Similarly, it must be remembered that 24 years ago, and after almost half a century of dictatorship, Portugal, with its 25% illiteracy level, matched standards in developing countries while in Ireland there was no illiteracy. Illiteracy has now been almost eradicated in Portugal and about 32% of secondary school students enrol in universities. So, within one generation, a revolution has occurred within the public education and research sector.

At present, these changes need to prove their usefulness for a society which is asked to finance science in the universities. It is true that academic institutions suffer from chronically low funding. However, it is also true that the lack of direct evaluation of academic staff (by students) is responsible for the frequently low quality of teaching in universities. As a result, individuals with a poor teaching record may easily reach senior tenure positions within the academic hierarchy.

Furthermore, progress in an academic career is often unrelated to scientific productivity and more or less guaranteed by a law ensuring lifelong teaching contracts, which provide little incentive to publish.

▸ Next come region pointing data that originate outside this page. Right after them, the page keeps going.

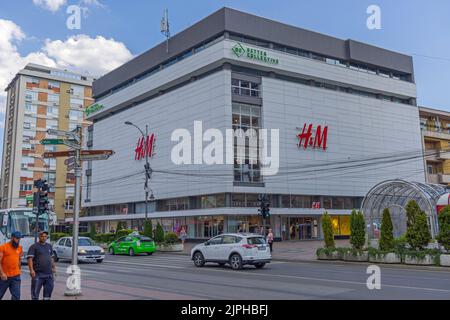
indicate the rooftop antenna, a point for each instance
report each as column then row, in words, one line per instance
column 165, row 30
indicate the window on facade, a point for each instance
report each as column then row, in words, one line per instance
column 246, row 123
column 53, row 84
column 245, row 88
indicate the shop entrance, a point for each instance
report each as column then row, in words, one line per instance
column 297, row 228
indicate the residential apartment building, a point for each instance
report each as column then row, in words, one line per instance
column 435, row 127
column 41, row 98
column 334, row 103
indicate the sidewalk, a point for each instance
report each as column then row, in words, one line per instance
column 285, row 250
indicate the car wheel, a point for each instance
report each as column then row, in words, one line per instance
column 236, row 262
column 199, row 260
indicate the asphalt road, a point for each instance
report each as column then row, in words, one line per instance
column 169, row 276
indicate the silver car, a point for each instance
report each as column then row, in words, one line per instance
column 235, row 249
column 88, row 251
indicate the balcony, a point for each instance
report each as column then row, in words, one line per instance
column 444, row 178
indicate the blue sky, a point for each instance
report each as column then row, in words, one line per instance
column 413, row 27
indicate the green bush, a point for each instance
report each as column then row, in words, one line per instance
column 357, row 230
column 444, row 228
column 417, row 233
column 123, row 233
column 328, row 231
column 387, row 236
column 171, row 238
column 159, row 234
column 148, row 229
column 57, row 235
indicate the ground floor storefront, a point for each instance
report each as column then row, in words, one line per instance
column 290, row 227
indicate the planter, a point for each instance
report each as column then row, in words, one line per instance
column 427, row 260
column 359, row 257
column 170, row 247
column 389, row 258
column 335, row 255
column 445, row 260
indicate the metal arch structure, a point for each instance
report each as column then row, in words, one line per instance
column 395, row 194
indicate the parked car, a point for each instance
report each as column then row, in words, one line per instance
column 235, row 249
column 132, row 244
column 88, row 251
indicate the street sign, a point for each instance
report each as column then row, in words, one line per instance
column 72, row 144
column 95, row 157
column 69, row 161
column 67, row 134
column 96, row 152
column 52, row 141
column 58, row 154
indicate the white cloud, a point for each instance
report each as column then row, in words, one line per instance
column 95, row 56
column 52, row 5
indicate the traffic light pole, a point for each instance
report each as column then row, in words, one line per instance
column 76, row 291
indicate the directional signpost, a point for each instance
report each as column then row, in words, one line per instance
column 72, row 139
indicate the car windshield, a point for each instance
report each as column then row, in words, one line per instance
column 144, row 239
column 256, row 240
column 86, row 242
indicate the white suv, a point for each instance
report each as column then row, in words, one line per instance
column 236, row 249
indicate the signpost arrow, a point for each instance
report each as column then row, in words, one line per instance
column 58, row 154
column 52, row 141
column 66, row 134
column 69, row 161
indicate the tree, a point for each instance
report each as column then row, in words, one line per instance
column 387, row 236
column 159, row 233
column 357, row 230
column 327, row 231
column 444, row 228
column 418, row 234
column 122, row 225
column 148, row 228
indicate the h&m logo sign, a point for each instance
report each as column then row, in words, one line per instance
column 310, row 138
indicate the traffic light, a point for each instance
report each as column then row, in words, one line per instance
column 40, row 198
column 264, row 209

There are several bottlenecks in planning and managing research activities, but they have nothing to do with any excessive weight that undergraduate students may have in electing governing bodies at the universities. Canário confuses the issues.

In our opinion, these obstacles are mostly due to:

• lengthy evaluation of research and development project proposals at a national level (up to two years);

• delays in transferring funds to the universities for execution of projects (up to one year);

• anachronistic administrative rules and an acute shortage of skilled administrative officers capable of handling the administration of research projects;

• overburdening of researchers with minor administrative duties (often as much as 80% of useful time), which transforms them into amateurish accountants.

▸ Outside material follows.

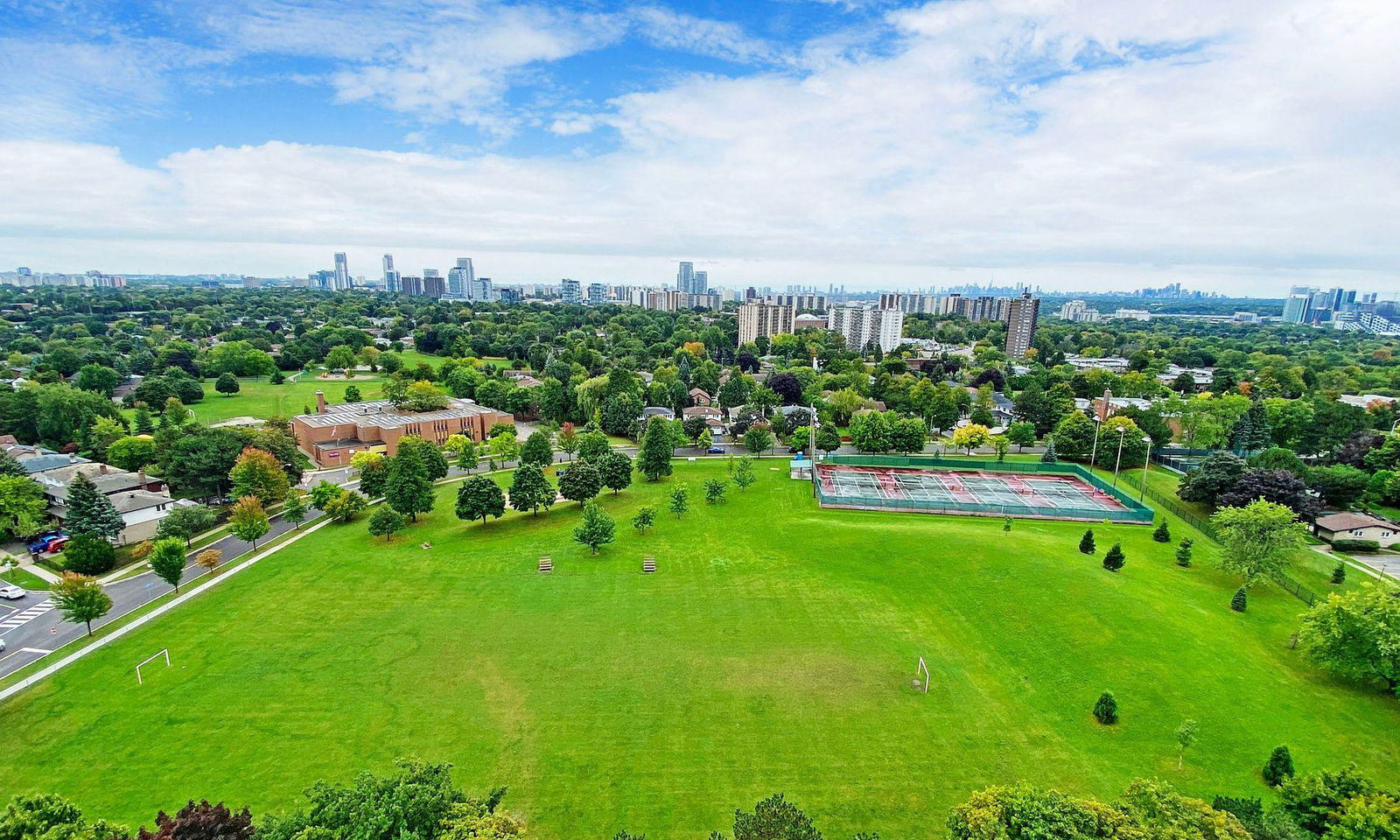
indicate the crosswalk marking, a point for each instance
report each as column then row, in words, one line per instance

So, before more funds are made available, as Canário asks, the administration of research at universities should be fundamentally restructured so that scientists are held accountable for the scientific results they produce rather than for their book-keeping. A strengthening of research units should provide them with the necessary basic equipment and should not be transformed into long-term funding which is quickly taken for granted. The competition for funding of research ideas between research centres is a sound system which has worked well in the past and should not be changed.

Beyond the research goals set by the European Commission in Brussels, new scientific programmes should take into greater consideration the priorities of both the national public and private sectors and include, in the case of Portugal, the once blooming but now almost abandoned research sector in Africa.